Cette semaine, le gouvernement avait initialement opté pour le statu quo concernant le travail le 1er mai. Toutefois, le Premier ministre Sébastien Lecornu a laissé entrevoir de nouvelles possibilités pour que les boulangers puissent légalement employer leurs employés lors de ce jour férié, et cela dès cette année.
S'agit-il d'un changement de cap ? En réponse à une question du sénateur centriste Hervé Marseille, Sébastien Lecornu a annoncé qu'une "solution" serait envisagée pour les artisans boulangers. Ces derniers pourraient donc avoir l'opportunité d'ouvrir leurs portes en toute légalité le 1er mai. "Nous miserons sur une approche négociée, sécurisante et pragmatique", a-t-il déclaré lors d'une séance de questions au gouvernement, le 15 avril.
"Il nous faudra choisir entre élargir les exceptions au 1er mai, ce qui nécessiterait des négociations sectorielles longues, ou bien se concentrer sur les boulangers artisanaux afin de sécuriser juridiquement la convention collective", a précisé Lecornu.
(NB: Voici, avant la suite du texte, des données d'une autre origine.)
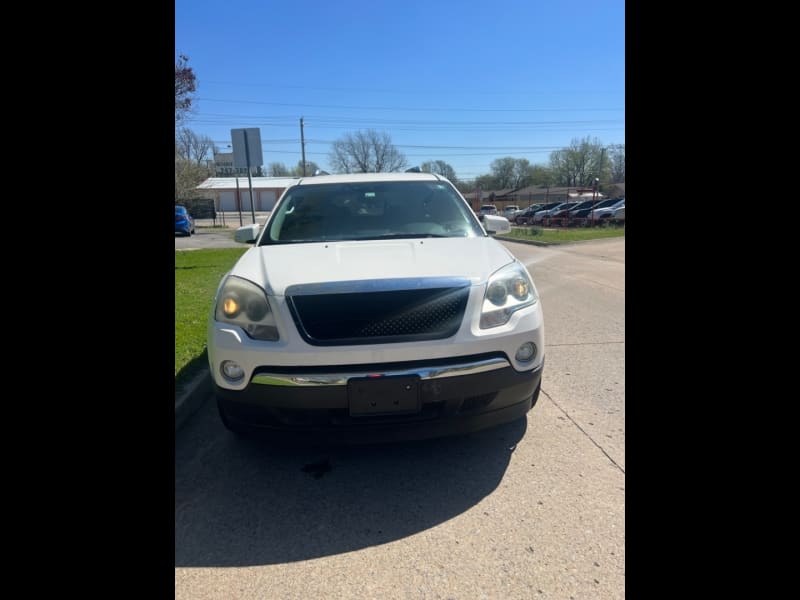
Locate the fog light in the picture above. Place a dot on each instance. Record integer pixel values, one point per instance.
(526, 352)
(232, 371)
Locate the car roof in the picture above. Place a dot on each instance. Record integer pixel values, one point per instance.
(369, 177)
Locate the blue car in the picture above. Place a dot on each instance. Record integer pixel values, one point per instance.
(184, 223)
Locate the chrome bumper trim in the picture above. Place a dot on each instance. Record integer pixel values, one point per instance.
(341, 377)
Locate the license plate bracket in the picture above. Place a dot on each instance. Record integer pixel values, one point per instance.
(375, 396)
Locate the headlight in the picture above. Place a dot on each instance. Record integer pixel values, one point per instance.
(243, 303)
(508, 290)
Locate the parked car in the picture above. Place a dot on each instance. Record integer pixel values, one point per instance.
(525, 216)
(184, 223)
(582, 213)
(606, 211)
(375, 306)
(546, 214)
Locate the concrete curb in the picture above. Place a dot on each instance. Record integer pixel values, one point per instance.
(191, 397)
(529, 242)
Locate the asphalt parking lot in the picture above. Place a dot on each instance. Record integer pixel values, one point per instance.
(213, 234)
(533, 509)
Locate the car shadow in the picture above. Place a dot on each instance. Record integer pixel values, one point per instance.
(245, 502)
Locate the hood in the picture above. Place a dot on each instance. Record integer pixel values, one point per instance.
(275, 267)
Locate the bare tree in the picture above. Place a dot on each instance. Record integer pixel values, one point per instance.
(580, 163)
(185, 85)
(616, 155)
(366, 152)
(193, 147)
(439, 167)
(188, 175)
(277, 169)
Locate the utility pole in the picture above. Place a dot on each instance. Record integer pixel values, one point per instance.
(303, 146)
(249, 177)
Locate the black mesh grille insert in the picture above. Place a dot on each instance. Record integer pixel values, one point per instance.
(379, 317)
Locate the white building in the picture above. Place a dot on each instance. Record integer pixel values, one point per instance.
(266, 191)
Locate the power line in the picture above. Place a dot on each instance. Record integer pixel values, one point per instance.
(402, 108)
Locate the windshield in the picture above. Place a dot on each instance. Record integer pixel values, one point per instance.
(369, 211)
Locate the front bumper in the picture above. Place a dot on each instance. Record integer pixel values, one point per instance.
(454, 396)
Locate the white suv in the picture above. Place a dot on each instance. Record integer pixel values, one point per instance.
(374, 306)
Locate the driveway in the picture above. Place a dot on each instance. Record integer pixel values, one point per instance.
(532, 509)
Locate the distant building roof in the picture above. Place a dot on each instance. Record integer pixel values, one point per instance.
(262, 183)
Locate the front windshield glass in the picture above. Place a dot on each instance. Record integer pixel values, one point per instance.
(369, 211)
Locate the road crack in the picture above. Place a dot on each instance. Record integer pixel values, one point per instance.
(586, 433)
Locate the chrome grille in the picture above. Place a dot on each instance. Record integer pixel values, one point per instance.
(374, 317)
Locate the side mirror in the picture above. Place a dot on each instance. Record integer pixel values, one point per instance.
(495, 224)
(247, 234)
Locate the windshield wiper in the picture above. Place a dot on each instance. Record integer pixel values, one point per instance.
(401, 236)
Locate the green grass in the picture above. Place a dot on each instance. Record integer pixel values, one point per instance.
(573, 234)
(197, 275)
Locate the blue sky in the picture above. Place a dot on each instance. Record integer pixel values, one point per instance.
(456, 80)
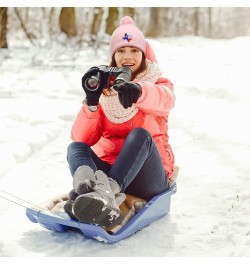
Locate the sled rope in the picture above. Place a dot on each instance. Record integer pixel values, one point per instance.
(14, 199)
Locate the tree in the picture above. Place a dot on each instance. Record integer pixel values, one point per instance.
(67, 21)
(97, 19)
(112, 20)
(154, 27)
(3, 27)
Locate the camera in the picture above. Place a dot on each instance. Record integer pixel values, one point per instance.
(121, 75)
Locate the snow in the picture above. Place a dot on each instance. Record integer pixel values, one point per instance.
(40, 95)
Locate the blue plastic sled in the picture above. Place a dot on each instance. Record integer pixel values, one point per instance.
(156, 208)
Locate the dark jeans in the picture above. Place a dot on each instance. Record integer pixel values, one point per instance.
(138, 168)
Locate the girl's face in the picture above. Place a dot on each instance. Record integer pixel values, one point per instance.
(128, 56)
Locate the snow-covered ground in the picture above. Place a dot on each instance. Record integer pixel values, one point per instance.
(40, 94)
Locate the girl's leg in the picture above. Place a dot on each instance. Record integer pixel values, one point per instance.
(80, 154)
(139, 169)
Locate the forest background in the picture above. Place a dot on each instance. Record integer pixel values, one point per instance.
(93, 25)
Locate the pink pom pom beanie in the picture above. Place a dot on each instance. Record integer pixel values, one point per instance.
(127, 34)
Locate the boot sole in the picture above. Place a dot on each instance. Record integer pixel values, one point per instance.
(94, 211)
(68, 209)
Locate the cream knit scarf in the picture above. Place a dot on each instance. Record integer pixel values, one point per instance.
(111, 106)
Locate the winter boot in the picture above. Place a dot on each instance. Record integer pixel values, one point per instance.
(84, 182)
(83, 179)
(99, 206)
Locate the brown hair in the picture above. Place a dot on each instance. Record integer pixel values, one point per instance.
(142, 68)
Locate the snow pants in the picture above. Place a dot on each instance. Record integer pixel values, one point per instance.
(138, 168)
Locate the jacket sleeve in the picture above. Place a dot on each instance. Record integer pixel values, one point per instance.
(157, 98)
(87, 127)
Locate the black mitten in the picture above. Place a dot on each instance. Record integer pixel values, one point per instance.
(128, 93)
(92, 96)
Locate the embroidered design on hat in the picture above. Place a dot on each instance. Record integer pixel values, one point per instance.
(127, 37)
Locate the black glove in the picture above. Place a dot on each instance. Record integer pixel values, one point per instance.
(128, 93)
(92, 97)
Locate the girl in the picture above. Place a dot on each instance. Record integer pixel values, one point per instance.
(120, 136)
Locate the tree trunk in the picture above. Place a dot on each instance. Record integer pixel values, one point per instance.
(67, 21)
(97, 19)
(196, 21)
(112, 20)
(154, 26)
(3, 27)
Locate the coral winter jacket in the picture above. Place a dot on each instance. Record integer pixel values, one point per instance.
(106, 138)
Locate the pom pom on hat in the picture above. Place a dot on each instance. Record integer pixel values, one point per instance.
(127, 34)
(126, 20)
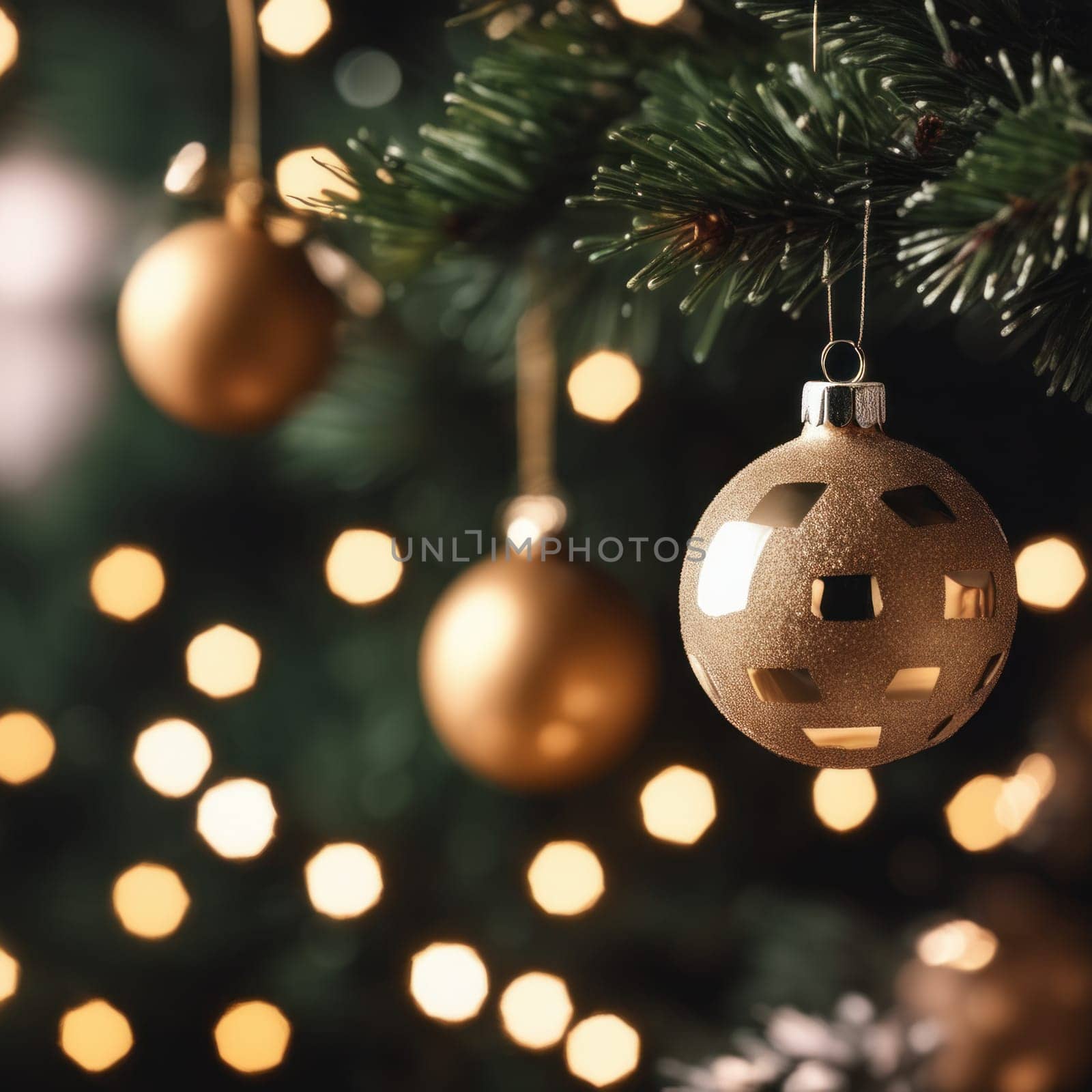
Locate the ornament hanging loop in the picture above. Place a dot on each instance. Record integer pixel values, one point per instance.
(861, 360)
(826, 257)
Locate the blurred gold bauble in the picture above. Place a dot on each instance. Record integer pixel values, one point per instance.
(536, 674)
(1020, 1024)
(222, 328)
(857, 598)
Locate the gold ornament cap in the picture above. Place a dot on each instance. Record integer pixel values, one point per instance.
(841, 404)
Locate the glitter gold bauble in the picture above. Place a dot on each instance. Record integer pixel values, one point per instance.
(536, 674)
(857, 599)
(222, 328)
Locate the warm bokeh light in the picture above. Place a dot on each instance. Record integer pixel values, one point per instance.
(343, 880)
(566, 878)
(27, 747)
(972, 814)
(223, 661)
(9, 42)
(187, 169)
(602, 1050)
(293, 27)
(844, 799)
(362, 567)
(127, 584)
(1041, 769)
(96, 1035)
(961, 945)
(304, 177)
(253, 1037)
(150, 900)
(649, 12)
(9, 975)
(604, 386)
(1050, 573)
(173, 756)
(535, 1010)
(449, 982)
(678, 805)
(238, 818)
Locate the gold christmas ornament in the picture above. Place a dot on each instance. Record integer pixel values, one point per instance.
(857, 598)
(223, 326)
(536, 674)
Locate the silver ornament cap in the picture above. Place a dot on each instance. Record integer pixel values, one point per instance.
(841, 404)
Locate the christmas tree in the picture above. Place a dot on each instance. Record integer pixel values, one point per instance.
(655, 196)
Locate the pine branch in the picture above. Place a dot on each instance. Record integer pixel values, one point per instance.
(1017, 210)
(523, 127)
(742, 190)
(953, 53)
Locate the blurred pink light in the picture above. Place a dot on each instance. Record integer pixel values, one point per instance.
(59, 225)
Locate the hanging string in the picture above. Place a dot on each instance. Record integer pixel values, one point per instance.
(245, 161)
(826, 250)
(864, 278)
(535, 401)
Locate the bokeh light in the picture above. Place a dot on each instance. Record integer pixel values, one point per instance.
(187, 169)
(362, 567)
(535, 1010)
(972, 814)
(604, 386)
(9, 975)
(343, 880)
(649, 12)
(678, 805)
(238, 818)
(844, 799)
(304, 178)
(602, 1050)
(293, 27)
(127, 582)
(96, 1035)
(253, 1037)
(9, 42)
(566, 878)
(150, 900)
(60, 224)
(961, 945)
(449, 982)
(367, 78)
(27, 747)
(223, 661)
(1050, 573)
(173, 757)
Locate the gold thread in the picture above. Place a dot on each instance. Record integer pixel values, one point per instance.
(826, 250)
(245, 160)
(535, 401)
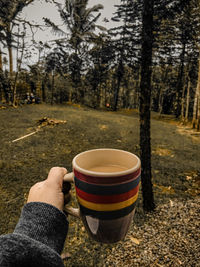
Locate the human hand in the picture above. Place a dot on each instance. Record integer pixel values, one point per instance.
(50, 190)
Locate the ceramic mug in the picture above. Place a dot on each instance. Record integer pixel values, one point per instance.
(107, 183)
L'exécutif pourrait agir rapidement
D'après Franceinfo, le gouvernement envisage d'adopter rapidement une législation pour permettre aux boulangeries d'ouvrir dès le 1er mai prochain. Le Premier ministre doit rencontrer des représentants de la Confédération nationale de la boulangerie-pâtisserie française à Matignon cet après-midi.
Il est à noter que le gouvernement a récemment reculé sur une proposition de loi visant à permettre le travail le 1er mai, soutenue par Renaissance, des partis de droite et extrême droite, mais rejetée par la gauche. Face aux critiques des syndicats, Jean-Pierre Farandou a constaté la nécessité de ne pas convoquer la commission mixte paritaire, qui aurait dû établir un compromis législatif urgent. "Le 1er mai ne doit pas être perçu comme un jour ordinaire. C'est la journée dédiée aux travailleurs", a exprimé le ministre du Travail.